Uzbek music, basically unanimous, modal, with a great number of shell types and rhythms, is closely related to Tajik and Ujgurian, in western Uzbekistan also to Turkmen and Kazakh music. Music life has developed in close interaction between city and country. In the countryside, farmers and nomadic groups have preserved ancient pre-Islamic forms of music, akin to other Turkish peoples. In the cities, Muslim art forms have been developed and refined, influenced mainly by Persian and Arab culture. Following Russia’s occupation of Tashkent in 1865, the Russian population grew rapidly and the city became an important European musical center.

Four regional styles can be distinguished: the steppes in the south with shepherd culture and wandering bards (bachshi, ashik) who accompany epic songs (dastan) on the long-necked judas or duds; the richly developed music scene in the cosmopolitan Bukhara-Samarkand area, with the classical music form Shashmakom (see Tajikistan, Music); Tashkent-Fergana area with women’s songs, female dutar players and a distinctive classical court music, charm comb, and finally the Chorezm region, with Russian influences, among others. accordion.

The instrumentation is rich and similar to that of other Central Asian countries.

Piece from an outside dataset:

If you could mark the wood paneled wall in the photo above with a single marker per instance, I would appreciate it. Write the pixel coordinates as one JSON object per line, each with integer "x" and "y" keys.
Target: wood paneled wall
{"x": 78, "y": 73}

An important part of instrumental music, kui, has a programmatic, narrative content. Common instruments are long neck sounds (juda, dutar, tanbur, rabab), fiddle (kobuz, gidzjak), cittra (tong), flutes (naj, sibisga, kuraj), clarinets (kosjnaj, balabam), oboe (surnaj) and drums (dol), nagara, dojra). They are played soloistically or in small ensembles. A classical instrumental ensemble features nah, tanbur and dojra as a core and other instruments as additions. A military orchestra, spread across much of Asia, consists of surnaj, nagara and trumpet (karnaj).

An important social institution is toj, festivities with music performance, socializing and conversation, in connection with eg. baptism, wedding or circumcision. As in most Muslim countries, such parties, like most of the music and dance life, are divided into male and female versions. This creates space for both male dancers (often boys dressed as women) and professional female musicians. During and after the Soviet era, celebrations by European model with mixed audiences were also introduced.

During the Soviet era, a conservatory was established in Tashkent in 1934, an operating theater in 1947 and an important record factory. New folk orchestras were created, with reconstructed instruments and tempered mood, for which a new national folk music was composed. Composers such as Alexei Kozlovsky (1905-77) (who wrote, among others, the ※national opera§ Ulugbek) and Mutavakill Burchanov (1916-02) both used themes from Central Asian music.

In recent decades, a vibrant popular music has been developed, including singer Yildiz Usmanova (born 1963) and groups like Yalla. In connection with the national wave that emerged after independence, many forms of Uzbek music gained renewed popularity, while many musicians emigrated. Others, such as the very popular singer Sherali Djurajev, were banned from public appearances. There is an emerging Uzbek music industry in interaction with music markets in neighboring countries, Turkey, the United States and Western Europe.